Le souscripteur d’une assurance vie peut désigner la ou les personnes qui recevront, à son décès, les capitaux logés dans son contrat. Si l’opération n’est pas obligatoire, elle est fortement conseillée. Découvrons pourquoi…

Le souscripteur d’une assurance vie a la possibilité de désigner, via la clause bénéficiaire, la ou les personnes qui percevront, à son décès, les fonds de son contrat. L’assurance vie étant considérée « hors succession », les capitaux ainsi légués ne sont pas soumis aux frais successoraux et bénéficient d’une fiscalité avantageuse.

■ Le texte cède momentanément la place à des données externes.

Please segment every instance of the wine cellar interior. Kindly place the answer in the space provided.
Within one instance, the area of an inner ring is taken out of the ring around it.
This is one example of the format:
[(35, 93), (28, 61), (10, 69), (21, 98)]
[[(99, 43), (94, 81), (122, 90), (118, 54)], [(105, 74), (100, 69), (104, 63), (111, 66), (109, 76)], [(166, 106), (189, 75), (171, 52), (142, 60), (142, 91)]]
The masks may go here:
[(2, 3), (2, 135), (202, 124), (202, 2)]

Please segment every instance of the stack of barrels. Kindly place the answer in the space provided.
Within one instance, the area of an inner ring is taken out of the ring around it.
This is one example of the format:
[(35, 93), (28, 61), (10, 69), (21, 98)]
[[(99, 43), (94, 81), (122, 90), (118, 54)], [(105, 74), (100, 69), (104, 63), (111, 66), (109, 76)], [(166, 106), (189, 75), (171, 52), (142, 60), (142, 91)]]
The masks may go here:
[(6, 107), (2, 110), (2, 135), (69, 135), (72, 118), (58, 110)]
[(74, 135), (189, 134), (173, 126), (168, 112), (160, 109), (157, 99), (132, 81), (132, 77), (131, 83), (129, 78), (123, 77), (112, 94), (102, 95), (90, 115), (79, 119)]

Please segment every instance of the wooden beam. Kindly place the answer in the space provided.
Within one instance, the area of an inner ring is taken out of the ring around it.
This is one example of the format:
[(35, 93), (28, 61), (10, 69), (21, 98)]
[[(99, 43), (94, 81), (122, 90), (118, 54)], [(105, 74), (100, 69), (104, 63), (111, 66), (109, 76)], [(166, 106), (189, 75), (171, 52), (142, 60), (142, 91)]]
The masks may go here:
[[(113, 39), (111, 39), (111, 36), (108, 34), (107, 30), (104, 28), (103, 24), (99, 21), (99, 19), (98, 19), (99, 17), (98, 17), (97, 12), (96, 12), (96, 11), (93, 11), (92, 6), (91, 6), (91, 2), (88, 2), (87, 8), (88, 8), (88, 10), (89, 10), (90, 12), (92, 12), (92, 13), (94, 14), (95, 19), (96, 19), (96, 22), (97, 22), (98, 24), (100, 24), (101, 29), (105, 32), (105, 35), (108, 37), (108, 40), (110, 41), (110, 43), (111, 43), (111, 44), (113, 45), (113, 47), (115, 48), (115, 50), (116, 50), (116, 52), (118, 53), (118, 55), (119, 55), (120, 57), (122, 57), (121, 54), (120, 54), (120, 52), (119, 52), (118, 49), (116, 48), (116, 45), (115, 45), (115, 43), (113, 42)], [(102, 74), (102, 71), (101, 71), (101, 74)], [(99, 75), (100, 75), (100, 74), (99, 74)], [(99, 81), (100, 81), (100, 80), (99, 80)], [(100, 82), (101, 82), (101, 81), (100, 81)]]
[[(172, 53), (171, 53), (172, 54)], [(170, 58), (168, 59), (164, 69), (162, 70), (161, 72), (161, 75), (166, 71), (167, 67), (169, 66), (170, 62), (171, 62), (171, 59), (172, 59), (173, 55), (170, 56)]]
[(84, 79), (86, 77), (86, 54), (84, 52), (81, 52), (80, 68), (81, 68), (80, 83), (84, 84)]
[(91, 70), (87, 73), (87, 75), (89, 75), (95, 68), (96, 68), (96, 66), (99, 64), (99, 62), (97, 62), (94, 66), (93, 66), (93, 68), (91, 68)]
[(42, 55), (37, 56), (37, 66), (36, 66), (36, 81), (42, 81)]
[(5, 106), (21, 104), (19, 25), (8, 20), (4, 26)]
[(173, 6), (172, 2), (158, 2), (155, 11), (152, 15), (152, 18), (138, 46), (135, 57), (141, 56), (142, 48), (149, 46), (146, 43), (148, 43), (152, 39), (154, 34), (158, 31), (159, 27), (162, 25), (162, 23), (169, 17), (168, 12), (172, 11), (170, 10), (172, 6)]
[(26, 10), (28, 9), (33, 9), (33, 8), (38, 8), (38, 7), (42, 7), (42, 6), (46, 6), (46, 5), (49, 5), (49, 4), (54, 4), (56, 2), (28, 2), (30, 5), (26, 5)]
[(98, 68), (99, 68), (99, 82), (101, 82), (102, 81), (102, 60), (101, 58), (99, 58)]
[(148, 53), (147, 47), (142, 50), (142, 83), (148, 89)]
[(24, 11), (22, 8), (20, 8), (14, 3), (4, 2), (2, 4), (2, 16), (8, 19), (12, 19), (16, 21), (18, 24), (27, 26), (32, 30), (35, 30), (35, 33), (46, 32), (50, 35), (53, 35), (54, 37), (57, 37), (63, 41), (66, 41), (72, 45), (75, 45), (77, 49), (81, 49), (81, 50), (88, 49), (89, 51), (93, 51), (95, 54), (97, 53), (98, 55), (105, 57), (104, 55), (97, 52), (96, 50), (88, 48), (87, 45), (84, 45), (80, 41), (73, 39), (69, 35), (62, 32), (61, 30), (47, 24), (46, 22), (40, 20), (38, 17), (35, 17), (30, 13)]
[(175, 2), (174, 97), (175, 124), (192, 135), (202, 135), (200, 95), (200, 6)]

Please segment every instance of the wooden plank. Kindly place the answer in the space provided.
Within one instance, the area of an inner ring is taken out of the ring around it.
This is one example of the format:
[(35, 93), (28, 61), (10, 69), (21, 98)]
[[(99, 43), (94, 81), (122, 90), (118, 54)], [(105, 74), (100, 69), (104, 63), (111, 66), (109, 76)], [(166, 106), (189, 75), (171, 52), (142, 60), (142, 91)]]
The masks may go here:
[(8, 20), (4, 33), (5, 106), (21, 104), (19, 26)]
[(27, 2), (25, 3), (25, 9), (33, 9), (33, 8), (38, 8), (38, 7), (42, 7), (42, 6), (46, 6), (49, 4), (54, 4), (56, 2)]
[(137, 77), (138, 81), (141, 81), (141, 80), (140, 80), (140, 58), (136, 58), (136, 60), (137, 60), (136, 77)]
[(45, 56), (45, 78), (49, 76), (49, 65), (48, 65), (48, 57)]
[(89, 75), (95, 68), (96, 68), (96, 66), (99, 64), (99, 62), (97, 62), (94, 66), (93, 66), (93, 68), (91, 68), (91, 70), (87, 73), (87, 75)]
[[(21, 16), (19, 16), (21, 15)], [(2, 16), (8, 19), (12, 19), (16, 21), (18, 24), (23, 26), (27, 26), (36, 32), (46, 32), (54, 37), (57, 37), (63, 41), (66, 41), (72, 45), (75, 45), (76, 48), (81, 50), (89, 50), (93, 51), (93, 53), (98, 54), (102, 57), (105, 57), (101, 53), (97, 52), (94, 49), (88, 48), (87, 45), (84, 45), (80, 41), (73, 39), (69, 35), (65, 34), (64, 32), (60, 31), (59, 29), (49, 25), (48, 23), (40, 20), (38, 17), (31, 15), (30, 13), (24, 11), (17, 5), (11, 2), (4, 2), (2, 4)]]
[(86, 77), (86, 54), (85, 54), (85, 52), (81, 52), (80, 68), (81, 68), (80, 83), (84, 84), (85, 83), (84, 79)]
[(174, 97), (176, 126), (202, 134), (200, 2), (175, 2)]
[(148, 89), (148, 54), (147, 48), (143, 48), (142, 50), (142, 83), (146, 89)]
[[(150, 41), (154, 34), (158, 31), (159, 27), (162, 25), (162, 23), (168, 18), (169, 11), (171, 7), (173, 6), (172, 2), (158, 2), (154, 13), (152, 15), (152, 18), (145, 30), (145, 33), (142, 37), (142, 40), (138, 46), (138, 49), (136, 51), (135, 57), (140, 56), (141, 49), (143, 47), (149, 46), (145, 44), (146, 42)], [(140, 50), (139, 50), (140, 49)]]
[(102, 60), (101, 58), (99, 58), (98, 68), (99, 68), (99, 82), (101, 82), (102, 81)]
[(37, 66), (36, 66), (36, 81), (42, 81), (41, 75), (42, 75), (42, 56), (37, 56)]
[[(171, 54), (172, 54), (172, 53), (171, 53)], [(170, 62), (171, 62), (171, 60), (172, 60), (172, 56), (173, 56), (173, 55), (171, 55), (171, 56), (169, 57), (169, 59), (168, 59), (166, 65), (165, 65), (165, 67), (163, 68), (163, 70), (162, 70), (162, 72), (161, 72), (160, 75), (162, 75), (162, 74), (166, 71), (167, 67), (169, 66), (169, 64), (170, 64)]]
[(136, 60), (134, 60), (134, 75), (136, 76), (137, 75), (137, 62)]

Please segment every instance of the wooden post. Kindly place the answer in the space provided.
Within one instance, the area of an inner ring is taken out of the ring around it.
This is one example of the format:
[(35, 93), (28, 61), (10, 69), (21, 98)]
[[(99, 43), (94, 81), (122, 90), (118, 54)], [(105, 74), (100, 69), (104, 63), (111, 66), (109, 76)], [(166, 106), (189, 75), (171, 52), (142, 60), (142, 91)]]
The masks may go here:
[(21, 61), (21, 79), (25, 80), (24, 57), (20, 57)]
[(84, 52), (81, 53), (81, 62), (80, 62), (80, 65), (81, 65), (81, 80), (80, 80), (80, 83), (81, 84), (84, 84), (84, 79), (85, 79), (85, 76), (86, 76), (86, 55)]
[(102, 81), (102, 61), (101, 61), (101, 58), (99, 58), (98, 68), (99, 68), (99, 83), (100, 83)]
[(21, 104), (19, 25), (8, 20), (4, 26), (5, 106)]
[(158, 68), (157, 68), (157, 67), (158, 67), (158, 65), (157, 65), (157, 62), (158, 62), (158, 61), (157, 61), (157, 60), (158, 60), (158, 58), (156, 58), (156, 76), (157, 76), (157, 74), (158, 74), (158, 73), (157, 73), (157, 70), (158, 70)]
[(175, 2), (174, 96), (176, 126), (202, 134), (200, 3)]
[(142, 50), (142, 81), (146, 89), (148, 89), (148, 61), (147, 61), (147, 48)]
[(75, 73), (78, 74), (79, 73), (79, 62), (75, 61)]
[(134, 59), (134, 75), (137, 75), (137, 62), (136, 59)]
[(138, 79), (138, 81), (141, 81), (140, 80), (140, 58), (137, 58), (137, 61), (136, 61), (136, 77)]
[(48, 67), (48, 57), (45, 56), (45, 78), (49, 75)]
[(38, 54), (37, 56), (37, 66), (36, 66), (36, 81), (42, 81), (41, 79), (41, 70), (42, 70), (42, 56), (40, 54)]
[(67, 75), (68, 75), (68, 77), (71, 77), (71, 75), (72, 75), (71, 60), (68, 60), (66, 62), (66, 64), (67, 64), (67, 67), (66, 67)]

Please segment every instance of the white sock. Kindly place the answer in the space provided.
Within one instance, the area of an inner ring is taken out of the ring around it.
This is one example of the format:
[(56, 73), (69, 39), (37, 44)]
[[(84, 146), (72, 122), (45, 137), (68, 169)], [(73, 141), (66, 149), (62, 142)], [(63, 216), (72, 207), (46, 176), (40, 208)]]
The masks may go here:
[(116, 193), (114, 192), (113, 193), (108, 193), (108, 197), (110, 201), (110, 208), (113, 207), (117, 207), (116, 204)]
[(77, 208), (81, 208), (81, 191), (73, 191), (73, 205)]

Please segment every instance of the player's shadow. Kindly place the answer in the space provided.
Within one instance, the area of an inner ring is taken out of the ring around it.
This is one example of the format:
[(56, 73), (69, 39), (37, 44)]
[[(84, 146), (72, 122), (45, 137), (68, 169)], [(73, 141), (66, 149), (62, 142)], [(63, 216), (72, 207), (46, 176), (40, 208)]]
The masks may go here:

Ils sont transmis en franchise d’impôt à hauteur de 152.500 euros par bénéficiaire désigné pour les primes versées par le souscripteur avant ses 70 ans et à hauteur de 30.500 euros pour l’ensemble des bénéficiaires (l’abattement fiscal est alors réparti à parts égales) pour les primes versées après ses 70 ans. En l’absence de clause bénéficiaire, les fonds sont pris en compte dans la succession et, du coup, assujettis aux droits successoraux.

Pas forcément un membre de la famille

La plupart des contrats d’assurance vie proposent une clause dite « standard ». Elle prévoit que les capitaux reviennent au veuf ou à la veuve du souscripteur décédé ou, en l’absence de conjoint ou si celui-ci est mort prématurément, aux enfants ou, à défaut, à leurs descendants (c’est-à-dire aux petits-enfants). Le souscripteur a aussi la possibilité de renseigner la clause bénéficiaire.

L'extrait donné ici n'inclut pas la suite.